To Petra’s infuriation and Kipper’s disappointment, the bill was working its way, against little resistance, through the legislature.  There simply weren’t enough cats in the government to oppose it.  And, worse, most cats didn’t seem to care.  Petra, on the other paw, was incensed; she and Kipper had dreamed about saving up their money and visiting the otter space stations among the stars since kittenhood.  If Senator Morrison’s law passed, it would be the end of that dream.

Kipper couldn’t understand the other cats’ attitudes.  As Petra was always saying, “Sure, dogs are too doggarned busy worshipping humans to make it into space, but what’s our people’s excuse?”  Kipper had to wonder:  what would happen if cats started building space-stations of their own?  Making alliances with the otters?  Who knew what wonderful havoc they could wreak?  No wonder dogs like Senator Morrison were scared.

With two stops to go, Kipper overheard something that made her perk up her ears and turn the left one towards the pair of cats in the seat behind her.

“I’m telling you,” a silky voice said, “cats will never be equals on this world.”

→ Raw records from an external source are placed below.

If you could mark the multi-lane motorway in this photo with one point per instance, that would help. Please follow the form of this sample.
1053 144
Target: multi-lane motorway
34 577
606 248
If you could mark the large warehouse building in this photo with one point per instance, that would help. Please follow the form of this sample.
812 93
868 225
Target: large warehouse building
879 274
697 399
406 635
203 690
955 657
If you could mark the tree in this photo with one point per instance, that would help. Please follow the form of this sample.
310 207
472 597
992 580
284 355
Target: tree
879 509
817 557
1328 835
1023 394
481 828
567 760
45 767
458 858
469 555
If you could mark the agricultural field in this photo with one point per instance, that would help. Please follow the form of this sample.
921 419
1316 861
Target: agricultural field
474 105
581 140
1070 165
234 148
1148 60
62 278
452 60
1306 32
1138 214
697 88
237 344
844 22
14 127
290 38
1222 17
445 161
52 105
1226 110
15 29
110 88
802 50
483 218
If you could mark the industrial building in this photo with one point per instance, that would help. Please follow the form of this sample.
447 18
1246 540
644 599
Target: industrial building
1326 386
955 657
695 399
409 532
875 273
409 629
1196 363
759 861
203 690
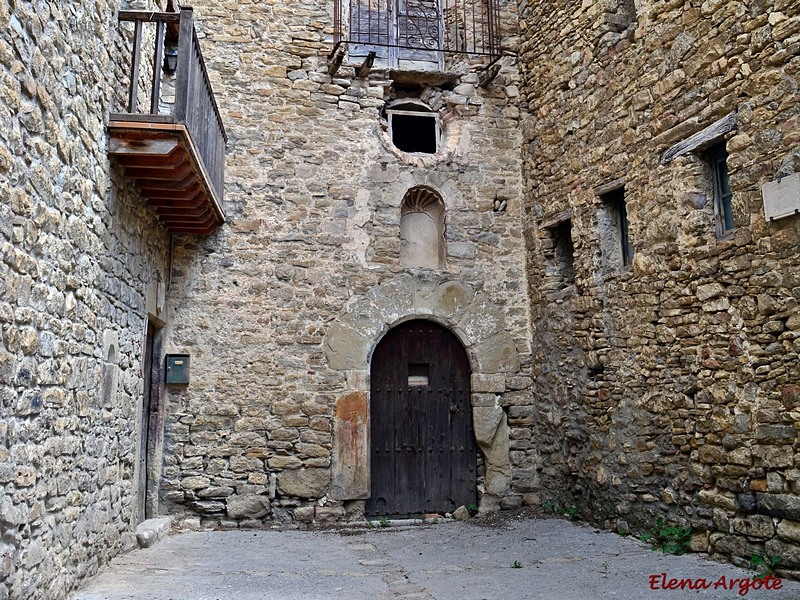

Kipper was glad that Petra didn’t seem to hear.  She looked across the bus and managed to catch sight of the speaker’s reflection in the opposite window:  it was a svelte, well-dressed, champagne colored Burmese.

“What’re you saying?” the Burmese’s seat-mate said.  “We should just resign ourselves to being second-class citizens?”  Kipper guessed the Burmese’s friend was a Tonkinese, but it was hard to tell from the ghostly window-glass reflection.

“I’m saying we should get out of here.  There’s a place…”  The Burmese looked around her, ears turning in all directions, and her voice lowered.  Kipper strained to hear the whispered words, but it was no use.  One of the black labs had started singing a scramball chant, bobbing his floppy-eared head in time.  Soon, he had several rows of dogs chanting with him.  When they got up and started dancing, the bulldog bus-driver had to shout at them.  “Back in your seats!” he bellowed.

Petra was bristling beside Kipper.  Another moment, and Petra might have been the one yelling at the dogs, rather than the bus-driver.  Thank goodness for good bus-drivers.

Usually Kipper would have been annoyed by the dogs’ noisy antics too, but she was still thinking about what she’d overheard the Burmese cat say.  Where did the Burmese think cats could go that wasn’t on this world?  The otters’ space-stations?  Without changing the laws down here, would cats be anything more than refugees up there?  If so, would it be better being second class citizens to waterdogs rather than normal ones?  Kipper didn’t have time to continue pondering these question:  the bus was at her stop.

The Chihuahua, no longer on his cell phone, got off of the bus ahead of Petra and Kipper.  He was talking to a big, ol’ Chow, and the two of them were looking at Petra’s flier.  The folds of fur around the Chow’s face made him look angry to Kipper, but Chows always looked angry to Kipper.  She knew she wasn’t good at reading dogs’ emotions.

As the bus pulled away, Kipper saw the Chihuahua pointing Petra out to the Chow.  The Chow looked Petra up and down, and then Kipper.  Unless Kipper was seriously deceiving herself, he was glaring at her.  She smiled up at him; his height and bulk was intimidating.  There were a lot of other dogs and cats around, but none of them looked like they would interfere if the Chow wanted to cause trouble.

“You the cats with this flier?” he barked.

Kipper nodded, trying her best to look demure, but Petra’s temper was flaring.  “Absolutely,” she intoned.  “What of it?”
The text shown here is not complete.